The brief seemed to say “get back to the land,” given that the owners like the vernacular architecture of old barns. “From this grew the idea that the building would have a utilitarian, agricultural, and worn feel,” says Graham Baba project manager Jenn LaFreniere.
But barns aren’t usually flooded with natural light, which the client also wanted. So Graham Baba came up with a careful plan for exterior glazing. One large window wall on the north side takes advantage of Yakima’s approximately 290 sunny days each year. The architects added small clerestory windows on the south. “This way, even light is cast over the workstations, versus all of it coming in from one side,” LaFreniere explains. The team chose Solarban 60 glazing for an interior courtyard to further promote visibility into the building; Solarban 70 was used along the southern facades to lessen heat gain.

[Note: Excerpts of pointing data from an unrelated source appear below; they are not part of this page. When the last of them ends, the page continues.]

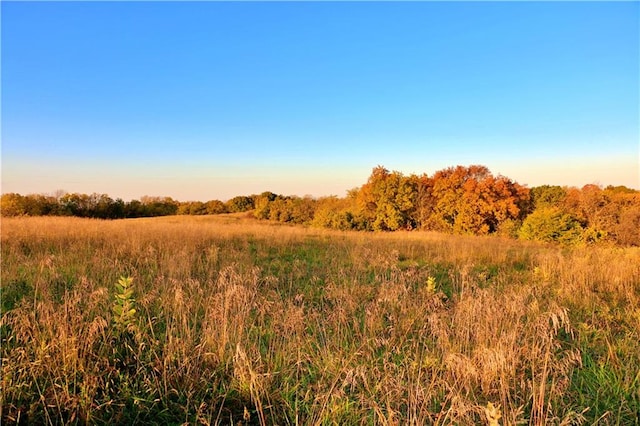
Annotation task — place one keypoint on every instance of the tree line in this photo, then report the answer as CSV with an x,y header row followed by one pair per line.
x,y
460,200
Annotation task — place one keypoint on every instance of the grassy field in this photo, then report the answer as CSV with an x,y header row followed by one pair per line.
x,y
231,321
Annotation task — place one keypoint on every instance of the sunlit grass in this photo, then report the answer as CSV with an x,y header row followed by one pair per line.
x,y
241,321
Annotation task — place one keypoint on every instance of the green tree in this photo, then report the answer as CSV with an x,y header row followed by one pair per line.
x,y
550,224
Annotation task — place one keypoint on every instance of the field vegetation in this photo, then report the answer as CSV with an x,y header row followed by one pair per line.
x,y
456,200
226,319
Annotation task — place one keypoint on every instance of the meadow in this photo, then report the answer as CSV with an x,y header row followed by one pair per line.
x,y
228,320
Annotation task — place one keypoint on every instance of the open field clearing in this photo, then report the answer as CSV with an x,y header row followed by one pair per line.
x,y
227,320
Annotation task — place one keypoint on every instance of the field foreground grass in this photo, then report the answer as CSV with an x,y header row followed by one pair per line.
x,y
231,321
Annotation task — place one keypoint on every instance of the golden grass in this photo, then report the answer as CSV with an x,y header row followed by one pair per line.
x,y
239,321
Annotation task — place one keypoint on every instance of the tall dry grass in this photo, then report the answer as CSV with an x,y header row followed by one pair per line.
x,y
243,322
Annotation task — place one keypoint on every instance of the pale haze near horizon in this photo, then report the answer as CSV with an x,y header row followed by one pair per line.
x,y
202,101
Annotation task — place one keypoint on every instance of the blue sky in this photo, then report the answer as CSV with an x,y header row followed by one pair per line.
x,y
207,100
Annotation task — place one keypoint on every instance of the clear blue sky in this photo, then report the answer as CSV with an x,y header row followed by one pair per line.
x,y
207,100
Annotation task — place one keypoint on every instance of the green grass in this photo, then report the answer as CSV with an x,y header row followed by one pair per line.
x,y
238,321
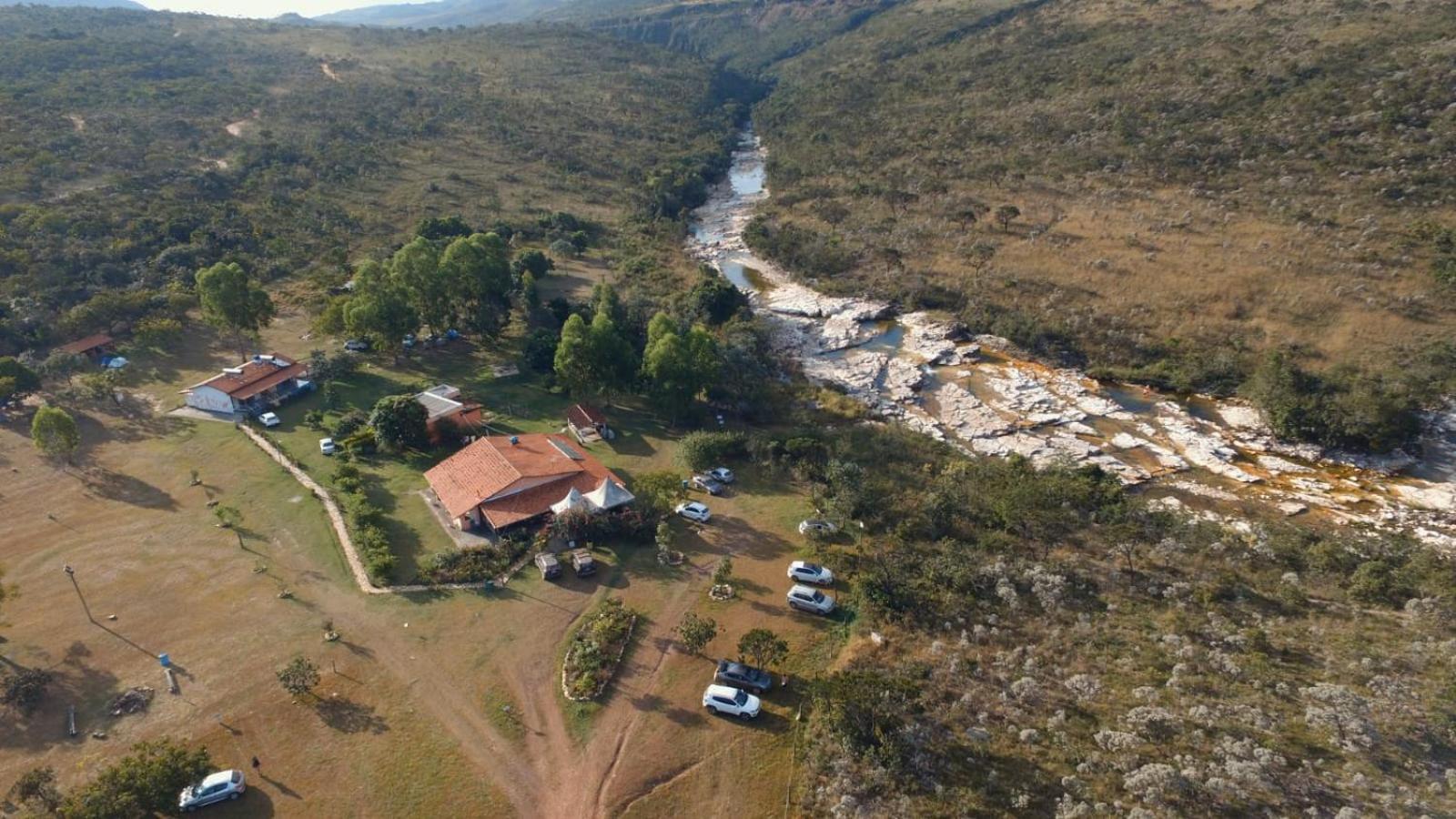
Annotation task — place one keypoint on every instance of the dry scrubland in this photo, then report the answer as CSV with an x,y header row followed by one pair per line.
x,y
143,147
1218,174
411,720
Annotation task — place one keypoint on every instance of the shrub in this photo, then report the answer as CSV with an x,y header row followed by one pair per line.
x,y
349,423
696,632
708,450
596,647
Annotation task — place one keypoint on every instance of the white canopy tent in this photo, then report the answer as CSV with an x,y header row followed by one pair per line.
x,y
611,494
572,500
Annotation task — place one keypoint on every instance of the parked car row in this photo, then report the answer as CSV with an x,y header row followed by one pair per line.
x,y
581,562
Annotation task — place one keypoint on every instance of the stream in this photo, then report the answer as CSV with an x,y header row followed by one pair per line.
x,y
980,394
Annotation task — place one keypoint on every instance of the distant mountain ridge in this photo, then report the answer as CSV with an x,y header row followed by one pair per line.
x,y
443,14
79,4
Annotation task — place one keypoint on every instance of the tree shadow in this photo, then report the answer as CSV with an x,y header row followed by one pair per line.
x,y
73,682
347,716
124,489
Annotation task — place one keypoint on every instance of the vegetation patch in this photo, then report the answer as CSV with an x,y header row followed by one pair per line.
x,y
596,651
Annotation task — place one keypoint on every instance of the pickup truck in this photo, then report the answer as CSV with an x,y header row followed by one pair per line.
x,y
582,562
550,566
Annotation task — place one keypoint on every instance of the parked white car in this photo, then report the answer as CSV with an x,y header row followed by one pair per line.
x,y
814,573
213,789
814,526
810,601
693,511
723,700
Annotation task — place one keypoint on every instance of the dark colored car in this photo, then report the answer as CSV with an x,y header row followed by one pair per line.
x,y
582,562
550,566
708,484
740,675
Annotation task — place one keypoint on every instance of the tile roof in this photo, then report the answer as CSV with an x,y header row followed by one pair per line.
x,y
86,344
524,479
255,376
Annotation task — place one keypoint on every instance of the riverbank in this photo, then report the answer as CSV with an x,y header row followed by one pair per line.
x,y
982,395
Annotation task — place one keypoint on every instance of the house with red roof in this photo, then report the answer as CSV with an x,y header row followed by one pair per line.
x,y
94,347
502,481
252,387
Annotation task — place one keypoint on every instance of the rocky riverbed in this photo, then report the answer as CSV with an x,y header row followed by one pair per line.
x,y
980,394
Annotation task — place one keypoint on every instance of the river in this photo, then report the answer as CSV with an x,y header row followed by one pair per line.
x,y
980,394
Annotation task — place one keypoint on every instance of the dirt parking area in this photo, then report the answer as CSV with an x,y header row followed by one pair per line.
x,y
430,704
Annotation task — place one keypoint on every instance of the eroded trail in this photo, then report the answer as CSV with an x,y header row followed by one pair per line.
x,y
980,394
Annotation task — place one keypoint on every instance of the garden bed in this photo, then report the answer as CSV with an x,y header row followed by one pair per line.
x,y
596,652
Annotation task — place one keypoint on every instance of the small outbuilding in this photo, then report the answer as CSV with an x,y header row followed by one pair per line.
x,y
94,347
589,423
444,407
257,385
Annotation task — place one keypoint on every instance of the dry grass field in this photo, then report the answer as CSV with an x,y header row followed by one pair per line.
x,y
411,714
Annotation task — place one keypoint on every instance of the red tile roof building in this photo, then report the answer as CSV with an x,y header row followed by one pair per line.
x,y
91,346
509,480
261,380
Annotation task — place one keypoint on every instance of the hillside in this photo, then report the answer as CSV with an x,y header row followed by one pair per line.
x,y
142,147
441,14
79,4
1193,182
1187,175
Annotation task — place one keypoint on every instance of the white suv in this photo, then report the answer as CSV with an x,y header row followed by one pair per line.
x,y
216,787
723,700
814,573
693,511
812,601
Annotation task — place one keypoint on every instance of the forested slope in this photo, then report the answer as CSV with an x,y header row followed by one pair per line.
x,y
1184,186
1247,174
142,147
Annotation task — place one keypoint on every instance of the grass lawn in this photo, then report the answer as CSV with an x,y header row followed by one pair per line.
x,y
422,681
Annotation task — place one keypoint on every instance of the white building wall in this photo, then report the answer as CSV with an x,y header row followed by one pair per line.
x,y
211,399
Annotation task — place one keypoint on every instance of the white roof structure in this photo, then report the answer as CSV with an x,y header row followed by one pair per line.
x,y
440,401
572,500
611,494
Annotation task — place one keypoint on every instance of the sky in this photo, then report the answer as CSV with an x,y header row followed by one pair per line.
x,y
259,7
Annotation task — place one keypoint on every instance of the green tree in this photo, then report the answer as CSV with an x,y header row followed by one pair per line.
x,y
657,493
477,276
1005,215
36,792
677,368
533,263
399,423
298,676
443,228
157,331
380,308
415,268
613,363
24,690
695,632
140,784
16,380
574,360
763,647
62,366
55,433
232,302
531,295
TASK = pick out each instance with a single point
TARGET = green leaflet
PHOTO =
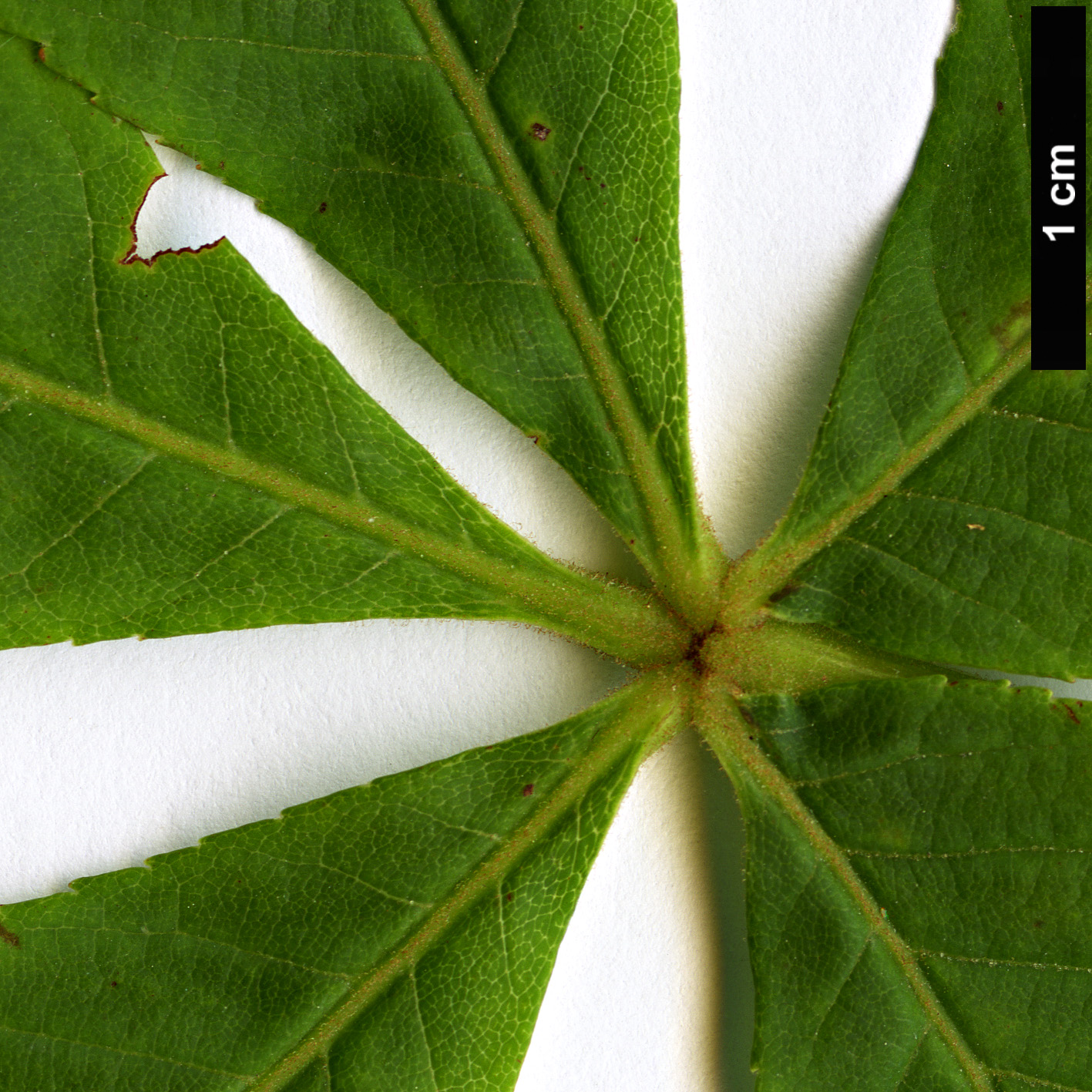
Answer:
(983, 556)
(922, 919)
(945, 320)
(932, 520)
(389, 937)
(500, 177)
(180, 455)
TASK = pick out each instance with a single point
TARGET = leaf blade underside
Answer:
(539, 266)
(959, 815)
(932, 508)
(180, 455)
(392, 936)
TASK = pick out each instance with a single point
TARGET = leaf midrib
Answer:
(655, 714)
(766, 571)
(670, 550)
(733, 741)
(615, 618)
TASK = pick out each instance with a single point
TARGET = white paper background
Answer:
(799, 127)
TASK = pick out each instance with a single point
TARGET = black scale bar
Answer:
(1057, 187)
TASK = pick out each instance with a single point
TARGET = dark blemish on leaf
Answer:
(133, 227)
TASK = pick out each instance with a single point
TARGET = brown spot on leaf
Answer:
(785, 593)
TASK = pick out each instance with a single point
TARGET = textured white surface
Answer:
(799, 127)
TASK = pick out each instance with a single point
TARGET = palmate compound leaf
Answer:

To combine the efficient glazing with barnlike features, the team created an exterior of sloping, 18-foot-high structural columns and an outer shell clad in reclaimed local barnwood. Glass fills in the exposed spaces. A Wausau glass wall system—measuring 18 feet high and more than 150 feet long at points—was specified throughout and has controllable shades.
“One of the biggest challenges was consistent lighting and climate control in a location where weather changes dramatically,” says LaFreniere.